Lamar Taylor, chairman of the Executive Committee Civil Rights Hall of Fame, expressed gratitude for Mayor Karen Freeman-Wilson’s support for the Civil Rights Hall of Fame initiative and her willingness to spearhead the anniversary. He also noted that the election of Hatcher five decades ago helped launch the careers of other African-American mayors in other cities.

“Because of what we did in Gary, several years later, the people in Newark, Detroit, Atlanta, and Chicago were able to do the same.” Taylor said it was that same spirit that helped paved the way for Barak Obama to become the nation’s first Black president.

During Tuesday’s press conference where members of the host committee joined Freeman-Wilson, several people talked about Hatcher’s commitment to the city of Gary and to Black America.

Hatcher, a five-term mayor, is recognized not only for his contributions locally, but has been equally recognized for the role he played in national politics.
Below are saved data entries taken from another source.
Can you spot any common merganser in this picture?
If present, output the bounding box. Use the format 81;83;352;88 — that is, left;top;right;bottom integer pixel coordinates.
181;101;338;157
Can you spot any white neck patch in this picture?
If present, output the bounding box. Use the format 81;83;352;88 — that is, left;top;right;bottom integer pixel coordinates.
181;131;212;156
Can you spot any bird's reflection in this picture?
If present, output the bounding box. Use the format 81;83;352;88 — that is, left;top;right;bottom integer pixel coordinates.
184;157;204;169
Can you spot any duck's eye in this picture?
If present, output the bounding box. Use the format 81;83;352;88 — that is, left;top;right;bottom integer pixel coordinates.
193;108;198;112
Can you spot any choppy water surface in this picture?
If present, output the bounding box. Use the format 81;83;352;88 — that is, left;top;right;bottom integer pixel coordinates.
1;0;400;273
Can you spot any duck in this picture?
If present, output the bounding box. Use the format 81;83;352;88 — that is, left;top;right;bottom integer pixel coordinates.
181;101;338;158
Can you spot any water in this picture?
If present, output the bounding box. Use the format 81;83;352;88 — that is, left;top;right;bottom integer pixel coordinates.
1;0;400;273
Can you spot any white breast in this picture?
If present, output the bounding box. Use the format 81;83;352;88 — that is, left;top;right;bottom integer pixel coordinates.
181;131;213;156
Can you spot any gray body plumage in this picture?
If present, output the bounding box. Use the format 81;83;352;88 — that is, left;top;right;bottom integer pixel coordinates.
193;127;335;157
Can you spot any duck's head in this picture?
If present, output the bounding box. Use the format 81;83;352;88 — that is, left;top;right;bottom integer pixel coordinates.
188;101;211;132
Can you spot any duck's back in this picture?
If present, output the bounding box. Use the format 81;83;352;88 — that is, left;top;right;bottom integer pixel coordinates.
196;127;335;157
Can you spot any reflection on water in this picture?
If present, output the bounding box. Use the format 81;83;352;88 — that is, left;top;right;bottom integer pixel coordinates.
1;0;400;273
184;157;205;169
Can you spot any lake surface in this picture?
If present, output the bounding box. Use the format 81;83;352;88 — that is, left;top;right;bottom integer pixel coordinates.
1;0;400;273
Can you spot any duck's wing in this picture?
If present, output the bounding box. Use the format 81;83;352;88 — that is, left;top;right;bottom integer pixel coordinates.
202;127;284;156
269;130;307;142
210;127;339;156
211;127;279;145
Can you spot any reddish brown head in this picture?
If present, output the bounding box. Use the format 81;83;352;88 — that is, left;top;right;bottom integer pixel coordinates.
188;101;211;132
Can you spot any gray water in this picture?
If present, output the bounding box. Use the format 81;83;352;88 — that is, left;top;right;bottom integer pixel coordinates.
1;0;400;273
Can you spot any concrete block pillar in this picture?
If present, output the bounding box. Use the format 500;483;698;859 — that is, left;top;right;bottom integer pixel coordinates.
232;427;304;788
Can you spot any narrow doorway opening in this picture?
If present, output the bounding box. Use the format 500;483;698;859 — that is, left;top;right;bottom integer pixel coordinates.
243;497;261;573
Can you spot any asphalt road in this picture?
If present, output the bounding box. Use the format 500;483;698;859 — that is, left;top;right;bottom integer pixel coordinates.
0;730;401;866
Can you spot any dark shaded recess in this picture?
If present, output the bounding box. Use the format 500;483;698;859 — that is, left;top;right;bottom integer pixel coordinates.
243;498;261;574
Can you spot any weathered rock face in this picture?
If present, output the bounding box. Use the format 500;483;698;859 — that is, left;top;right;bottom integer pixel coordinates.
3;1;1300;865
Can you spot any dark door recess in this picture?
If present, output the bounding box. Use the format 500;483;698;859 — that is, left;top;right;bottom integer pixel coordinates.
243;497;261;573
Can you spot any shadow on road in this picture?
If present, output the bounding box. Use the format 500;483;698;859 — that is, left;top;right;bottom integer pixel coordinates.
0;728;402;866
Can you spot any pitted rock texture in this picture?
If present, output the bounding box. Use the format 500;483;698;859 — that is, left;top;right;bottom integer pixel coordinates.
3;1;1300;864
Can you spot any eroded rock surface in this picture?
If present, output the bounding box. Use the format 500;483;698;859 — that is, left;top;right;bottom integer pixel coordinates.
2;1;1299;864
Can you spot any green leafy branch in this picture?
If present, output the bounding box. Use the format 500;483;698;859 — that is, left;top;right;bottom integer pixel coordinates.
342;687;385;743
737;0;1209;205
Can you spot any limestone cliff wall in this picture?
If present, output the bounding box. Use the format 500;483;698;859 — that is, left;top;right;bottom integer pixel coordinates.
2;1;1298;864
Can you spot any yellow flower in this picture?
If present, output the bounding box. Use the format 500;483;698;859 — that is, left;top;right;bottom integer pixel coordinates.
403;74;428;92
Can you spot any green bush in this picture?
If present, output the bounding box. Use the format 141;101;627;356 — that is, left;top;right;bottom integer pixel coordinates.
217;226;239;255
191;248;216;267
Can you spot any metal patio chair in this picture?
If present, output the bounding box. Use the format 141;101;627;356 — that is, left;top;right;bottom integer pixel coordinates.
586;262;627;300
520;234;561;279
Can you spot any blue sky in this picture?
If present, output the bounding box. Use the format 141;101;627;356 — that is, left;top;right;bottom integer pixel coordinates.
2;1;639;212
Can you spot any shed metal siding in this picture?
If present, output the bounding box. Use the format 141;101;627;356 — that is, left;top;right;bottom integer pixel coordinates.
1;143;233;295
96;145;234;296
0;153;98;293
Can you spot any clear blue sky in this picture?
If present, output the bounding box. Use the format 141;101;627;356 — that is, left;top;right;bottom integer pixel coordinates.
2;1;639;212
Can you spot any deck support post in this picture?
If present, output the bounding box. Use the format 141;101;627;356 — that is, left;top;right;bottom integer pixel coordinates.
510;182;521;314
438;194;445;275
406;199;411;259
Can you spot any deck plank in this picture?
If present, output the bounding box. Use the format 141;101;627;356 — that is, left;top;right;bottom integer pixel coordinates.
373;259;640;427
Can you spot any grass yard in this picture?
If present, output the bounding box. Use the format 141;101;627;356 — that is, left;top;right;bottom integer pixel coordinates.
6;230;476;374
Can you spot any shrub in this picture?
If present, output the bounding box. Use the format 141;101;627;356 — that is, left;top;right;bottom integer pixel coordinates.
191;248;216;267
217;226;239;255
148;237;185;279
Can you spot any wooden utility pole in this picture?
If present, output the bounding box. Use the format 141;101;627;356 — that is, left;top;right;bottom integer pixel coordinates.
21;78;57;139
Freeman-Wilson remembers when she was seven years old listening to the returns on election night and how elated her parents were that Hatcher won. She recalled that in later years, when trying to decide what college to attend, Hatcher offered her advice that helped her choose Harvard over the GM Institute (now Kettering University) in Flint, MI.

“Clearly, he has not only been a major figure on the national stage, but has also played a pivotal role in the lives of the citizens of Gary,” said Freeman-Wilson.

Councilwoman Ragen Hatcher was born toward the end of her father’s third term as mayor. As she grew up, Ragen was not of aware of her father’s stature on the local and national scene.

“He was just dad to my sister and I. It wasn’t until around the time I was in middle school that I became aware of what he did and the importance of his job.”

Ragen said that many of the political and national African-American leaders have indicated that they will be attending the 50th anniversary celebration.

A close associate of Rev. Jesse L. Jackson, Hatcher is a founding member of Operation PUSH and served as campaign manager for Jackson’s first presidential run in 1984.

Rev. Dr. Janette C. Wilson, senior advisor to Jackson, applauded Hatcher for “his unbroken record in the struggle for human rights.”

In addition to the November celebration, Hatcher will be honored on Saturday, July 15 at the weekly meeting of Rainbow PUSH.